Since we are so focused here on the Engineering life, I'm wondering what you do that is not engineering.

Do you play music? Or go boating? Ham radio? Square dancing? 

I go for long drives in the country.


----------



## leggo PE (Jun 7, 2022)

Baking, cooking, exercising, follow sports! Amongst other things, like teaching myself to sew. I really like to do things by hand, often making things from scratch. Give me a cooking or baking challenge and I’ll find the time, and gladly take it on!


----------



## ChebyshevII PE PMP (Jun 7, 2022)

Hiking, music, sourdough baking, child-rearing (ask any of the vets on this board, I have 104 of them)


----------



## Persianger (Jun 7, 2022)

Playing Chess


----------



## blybrook PE (Jun 7, 2022)

There are several Hams on this board, including myself.

I also work in the yard on multiple projects ranging from woodworking to mechanics on the vehicles. Living where I do, there's hunting, hiking, fishing, exploring, canoeing, cooking, canning, yard work, and a whole other range of outdoor activities.


----------



## brokensword (Jun 7, 2022)

ice hockey (at 64), gardening, novelist, pond-er.


----------



## EngrPaper (Jun 7, 2022)

When I have the time, mostly history and ancient language reading. And trying to keep up with the kiddos.


----------



## Supe (Jun 8, 2022)

I used to race drag and sports cars, but I seem to have less and less of a work/life balance anymore...


----------



## pbrme (Jun 8, 2022)




----------



## RBHeadge PE (Jun 21, 2022)

genealogy, escape rooms, softball


----------



## youngmotivatedengineer (Jun 22, 2022)

I like to fish and practice karate.


----------



## txjennah PE (Jun 23, 2022)

I love exploring my creative side! Crafts (knitting/crochet/embroidery/cross-stitch), music (violin/drums), writing, reading. Lately it's been art (though I'm a terrible artist). I also love being outdoors and traveling.


----------



## DLD PE (Jun 23, 2022)

I play Warzone on XBox Friday nights, and golf on Saturday mornings. Genealogy sounds like something I'd like to research for my family one day. It sounds interesting, especially considering my ancestry seems quite diverse. 

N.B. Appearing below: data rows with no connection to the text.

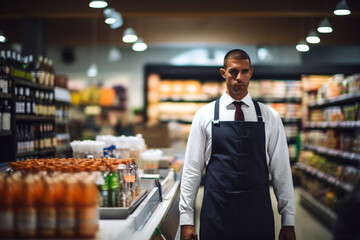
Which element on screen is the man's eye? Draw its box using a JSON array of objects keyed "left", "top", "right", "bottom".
[
  {"left": 229, "top": 70, "right": 237, "bottom": 75},
  {"left": 242, "top": 69, "right": 249, "bottom": 74}
]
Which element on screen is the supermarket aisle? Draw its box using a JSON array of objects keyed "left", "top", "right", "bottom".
[{"left": 194, "top": 186, "right": 333, "bottom": 240}]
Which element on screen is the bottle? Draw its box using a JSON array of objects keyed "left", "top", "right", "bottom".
[
  {"left": 2, "top": 100, "right": 11, "bottom": 131},
  {"left": 96, "top": 165, "right": 110, "bottom": 207},
  {"left": 0, "top": 50, "right": 8, "bottom": 94},
  {"left": 76, "top": 177, "right": 98, "bottom": 238},
  {"left": 25, "top": 87, "right": 32, "bottom": 115},
  {"left": 0, "top": 175, "right": 15, "bottom": 238},
  {"left": 108, "top": 164, "right": 120, "bottom": 207},
  {"left": 38, "top": 176, "right": 57, "bottom": 238},
  {"left": 44, "top": 58, "right": 50, "bottom": 86},
  {"left": 16, "top": 175, "right": 37, "bottom": 238},
  {"left": 58, "top": 176, "right": 76, "bottom": 238},
  {"left": 36, "top": 56, "right": 45, "bottom": 85},
  {"left": 5, "top": 51, "right": 12, "bottom": 93},
  {"left": 48, "top": 59, "right": 55, "bottom": 87},
  {"left": 117, "top": 161, "right": 129, "bottom": 207},
  {"left": 28, "top": 55, "right": 36, "bottom": 83}
]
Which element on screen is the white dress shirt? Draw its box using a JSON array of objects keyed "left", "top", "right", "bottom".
[{"left": 179, "top": 91, "right": 296, "bottom": 227}]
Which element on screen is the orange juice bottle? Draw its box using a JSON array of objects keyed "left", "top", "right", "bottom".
[
  {"left": 76, "top": 177, "right": 98, "bottom": 238},
  {"left": 0, "top": 175, "right": 15, "bottom": 238},
  {"left": 57, "top": 176, "right": 76, "bottom": 238},
  {"left": 16, "top": 174, "right": 37, "bottom": 238},
  {"left": 38, "top": 176, "right": 57, "bottom": 238}
]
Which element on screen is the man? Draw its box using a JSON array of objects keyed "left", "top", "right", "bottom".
[{"left": 179, "top": 49, "right": 296, "bottom": 240}]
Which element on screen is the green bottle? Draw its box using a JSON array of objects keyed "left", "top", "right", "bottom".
[
  {"left": 109, "top": 165, "right": 120, "bottom": 207},
  {"left": 97, "top": 165, "right": 110, "bottom": 207}
]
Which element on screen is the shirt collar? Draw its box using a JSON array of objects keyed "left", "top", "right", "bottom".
[{"left": 222, "top": 90, "right": 252, "bottom": 107}]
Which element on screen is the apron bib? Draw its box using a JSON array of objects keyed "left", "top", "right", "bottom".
[{"left": 200, "top": 99, "right": 274, "bottom": 240}]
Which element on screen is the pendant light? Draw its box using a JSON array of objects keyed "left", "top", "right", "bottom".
[
  {"left": 132, "top": 38, "right": 147, "bottom": 51},
  {"left": 104, "top": 8, "right": 116, "bottom": 24},
  {"left": 89, "top": 0, "right": 108, "bottom": 8},
  {"left": 122, "top": 28, "right": 138, "bottom": 43},
  {"left": 296, "top": 40, "right": 310, "bottom": 52},
  {"left": 317, "top": 18, "right": 333, "bottom": 33},
  {"left": 0, "top": 31, "right": 6, "bottom": 43},
  {"left": 306, "top": 30, "right": 320, "bottom": 44},
  {"left": 87, "top": 18, "right": 98, "bottom": 77},
  {"left": 87, "top": 63, "right": 98, "bottom": 77},
  {"left": 334, "top": 0, "right": 351, "bottom": 16}
]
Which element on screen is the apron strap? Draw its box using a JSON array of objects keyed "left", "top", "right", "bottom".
[
  {"left": 213, "top": 98, "right": 263, "bottom": 125},
  {"left": 213, "top": 98, "right": 220, "bottom": 126},
  {"left": 252, "top": 99, "right": 263, "bottom": 123}
]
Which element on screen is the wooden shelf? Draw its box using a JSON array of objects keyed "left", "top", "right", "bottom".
[
  {"left": 16, "top": 115, "right": 55, "bottom": 121},
  {"left": 14, "top": 77, "right": 54, "bottom": 91},
  {"left": 0, "top": 131, "right": 12, "bottom": 136},
  {"left": 0, "top": 92, "right": 12, "bottom": 99}
]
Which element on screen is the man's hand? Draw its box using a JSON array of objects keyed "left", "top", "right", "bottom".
[
  {"left": 279, "top": 226, "right": 296, "bottom": 240},
  {"left": 181, "top": 225, "right": 198, "bottom": 240}
]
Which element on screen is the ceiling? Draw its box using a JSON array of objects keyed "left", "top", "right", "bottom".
[{"left": 0, "top": 0, "right": 360, "bottom": 48}]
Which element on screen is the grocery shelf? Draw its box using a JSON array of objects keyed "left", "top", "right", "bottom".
[
  {"left": 159, "top": 98, "right": 214, "bottom": 103},
  {"left": 309, "top": 92, "right": 360, "bottom": 108},
  {"left": 302, "top": 144, "right": 360, "bottom": 163},
  {"left": 16, "top": 115, "right": 55, "bottom": 121},
  {"left": 16, "top": 150, "right": 38, "bottom": 158},
  {"left": 254, "top": 97, "right": 302, "bottom": 103},
  {"left": 295, "top": 162, "right": 354, "bottom": 192},
  {"left": 281, "top": 118, "right": 301, "bottom": 124},
  {"left": 0, "top": 92, "right": 12, "bottom": 99},
  {"left": 14, "top": 77, "right": 54, "bottom": 91},
  {"left": 305, "top": 121, "right": 360, "bottom": 129},
  {"left": 299, "top": 188, "right": 337, "bottom": 229},
  {"left": 0, "top": 130, "right": 12, "bottom": 136},
  {"left": 39, "top": 148, "right": 57, "bottom": 156}
]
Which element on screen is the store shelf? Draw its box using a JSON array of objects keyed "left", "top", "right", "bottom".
[
  {"left": 309, "top": 92, "right": 360, "bottom": 108},
  {"left": 305, "top": 121, "right": 360, "bottom": 129},
  {"left": 0, "top": 92, "right": 12, "bottom": 99},
  {"left": 254, "top": 97, "right": 302, "bottom": 103},
  {"left": 14, "top": 77, "right": 54, "bottom": 91},
  {"left": 302, "top": 144, "right": 360, "bottom": 163},
  {"left": 296, "top": 162, "right": 354, "bottom": 192},
  {"left": 0, "top": 131, "right": 12, "bottom": 136},
  {"left": 282, "top": 118, "right": 301, "bottom": 124},
  {"left": 16, "top": 151, "right": 38, "bottom": 158},
  {"left": 299, "top": 188, "right": 337, "bottom": 228},
  {"left": 39, "top": 148, "right": 57, "bottom": 156},
  {"left": 16, "top": 115, "right": 55, "bottom": 121}
]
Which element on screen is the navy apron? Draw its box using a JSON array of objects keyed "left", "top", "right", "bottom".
[{"left": 199, "top": 99, "right": 274, "bottom": 240}]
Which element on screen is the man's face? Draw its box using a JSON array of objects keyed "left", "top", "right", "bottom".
[{"left": 220, "top": 58, "right": 253, "bottom": 100}]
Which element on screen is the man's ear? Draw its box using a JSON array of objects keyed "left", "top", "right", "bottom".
[{"left": 220, "top": 68, "right": 226, "bottom": 79}]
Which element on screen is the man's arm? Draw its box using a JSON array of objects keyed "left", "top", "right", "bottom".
[
  {"left": 179, "top": 109, "right": 207, "bottom": 227},
  {"left": 267, "top": 110, "right": 296, "bottom": 239}
]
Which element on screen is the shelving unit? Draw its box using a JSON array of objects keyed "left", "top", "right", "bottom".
[
  {"left": 145, "top": 64, "right": 304, "bottom": 163},
  {"left": 297, "top": 73, "right": 360, "bottom": 229},
  {"left": 55, "top": 86, "right": 71, "bottom": 158}
]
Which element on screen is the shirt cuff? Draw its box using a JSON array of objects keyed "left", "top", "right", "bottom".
[
  {"left": 281, "top": 214, "right": 295, "bottom": 226},
  {"left": 180, "top": 212, "right": 194, "bottom": 226}
]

I don't know if EB Mafia is a hobby, but I sometimes find myself going back a year or year and a half and reading up on old mafia games. It's great reading!


----------



## KellyGreene (Aug 8, 2022)

I write and read novels, watch a lot of movies, and get in touch with my artsy side by doing some polymer clay art and resin art, listen to music.


----------



## Warrior PE (Aug 9, 2022)

Battlefield 4 & Music.


----------



## Serg305 (Aug 9, 2022)

Running, being an eternally hopeful yet long suffering Miami Dolphins fan , being a foodie and the dog dad life


----------